The disadvantage of the first approach is that we incur the cost of creating a new thread for each new client (change registers, stack pointers, program counters, etc). The advantage of a prethreaded server is that we can reduce the overhead of creating new threads. Therefore, I chose to use the second approach.
In this part, we will add an LRU cache to our proxy so that it can give clients their recently used contents faster instead of fetching web objects from the server. The cache will have a maximum size of 1 MB and allow web objects with a maximum size of 100 KB.
General working of the cache: For each active connection, we create a buffer to accumulate data the proxy receives from the server. If the size of the buffer exceeds the maximum object size, it will be discarded. Otherwise, the object can be cached.
In addition, accesses to cache must be thread-safe. To solve this problem, I implemented a readers-writers lock that favors readers. Specifically, multiple threads are able to read from the cache simultaneously. However, only one thread can write to the cache at a time. If there is any thread reading the cache, the thread that wants to update the cache must wait until no thread reads the cache.
There are two ways that I came up with to design a cache: array and queue based on a linked list. I chose to use a doubly-linked list to implement the cache since we don't know the number of cache blocks beforehand. Using an array, we have to specify the number of cache blocks when initializing it, while using a linked list allows the cache grows dynamically.

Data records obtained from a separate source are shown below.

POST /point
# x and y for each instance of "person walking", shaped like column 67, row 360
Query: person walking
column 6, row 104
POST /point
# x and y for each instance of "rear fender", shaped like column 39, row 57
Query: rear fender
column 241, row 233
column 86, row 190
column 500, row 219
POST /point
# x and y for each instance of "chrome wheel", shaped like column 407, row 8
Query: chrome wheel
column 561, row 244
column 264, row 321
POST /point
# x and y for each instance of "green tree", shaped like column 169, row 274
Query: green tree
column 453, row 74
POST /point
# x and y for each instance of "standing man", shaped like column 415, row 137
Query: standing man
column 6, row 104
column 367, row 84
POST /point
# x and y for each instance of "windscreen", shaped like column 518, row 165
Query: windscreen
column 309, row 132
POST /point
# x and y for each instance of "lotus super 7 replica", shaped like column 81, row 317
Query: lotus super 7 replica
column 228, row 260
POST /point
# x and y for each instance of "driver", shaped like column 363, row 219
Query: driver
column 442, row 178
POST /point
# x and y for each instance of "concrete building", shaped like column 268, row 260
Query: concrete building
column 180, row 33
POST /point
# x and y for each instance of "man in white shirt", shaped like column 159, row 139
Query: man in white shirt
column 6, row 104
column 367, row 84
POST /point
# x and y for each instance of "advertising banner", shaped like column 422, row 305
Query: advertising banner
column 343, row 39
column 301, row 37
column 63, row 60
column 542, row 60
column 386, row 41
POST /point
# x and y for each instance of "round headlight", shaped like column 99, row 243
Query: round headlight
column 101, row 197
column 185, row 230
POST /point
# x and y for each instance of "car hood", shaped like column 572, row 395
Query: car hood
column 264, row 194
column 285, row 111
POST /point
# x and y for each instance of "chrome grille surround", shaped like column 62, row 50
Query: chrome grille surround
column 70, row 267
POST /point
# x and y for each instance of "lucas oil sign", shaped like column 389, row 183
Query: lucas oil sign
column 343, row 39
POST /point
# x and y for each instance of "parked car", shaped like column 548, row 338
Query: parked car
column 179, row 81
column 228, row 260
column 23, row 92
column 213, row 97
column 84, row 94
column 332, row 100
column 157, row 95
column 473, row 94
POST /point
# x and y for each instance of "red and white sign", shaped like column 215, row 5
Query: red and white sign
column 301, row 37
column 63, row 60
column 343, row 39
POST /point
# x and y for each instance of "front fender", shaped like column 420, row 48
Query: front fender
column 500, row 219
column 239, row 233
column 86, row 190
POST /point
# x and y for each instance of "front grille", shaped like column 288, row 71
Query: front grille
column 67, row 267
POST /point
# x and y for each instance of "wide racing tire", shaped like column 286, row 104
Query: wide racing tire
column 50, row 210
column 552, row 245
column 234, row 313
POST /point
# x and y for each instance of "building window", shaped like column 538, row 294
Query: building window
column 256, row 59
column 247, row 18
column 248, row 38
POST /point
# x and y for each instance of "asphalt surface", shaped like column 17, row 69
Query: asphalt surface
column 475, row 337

Also, for each cache block, we should be careful to use pointers to point to buffer holding web objects instead of initializing a fixed-size buffer. Thus, we can save memory. Lastly, using a queue implemented by linked-list, we don't have to use a global variable to keep track of time. If we use a global time variable, we have to use a mutex (semaphore) to lock other threads every time we update that variable, which will incur a nontrivial cost to our program.
The web proxy must be run on operating systems of Unix family.
- Clone this repo.
cd
into the repo, and then use the commandmake
.- Run the proxy on a valid port (from 1024 to 65536):
./proxy <port>
. - Use
telnet
to open a connection to the proxy and send it HTTP requests.
Example:
- First, open a terminal window, then run
./proxy <port>
. - Then, open another terminal, then run
telnet localhost <port>
(we are running the proxy on our machine - localhost). - Send the proxy an HTTP request:
GET http://www.google.com HTTP/1.0
. - Type in any additional HTTP headers in form:
<field>: <value>
. - Type in one blank to end the HTTP request.
In addition, we can also use our proxy in the most recent version of Mozilla Firefox to replace the proxy of Firefox.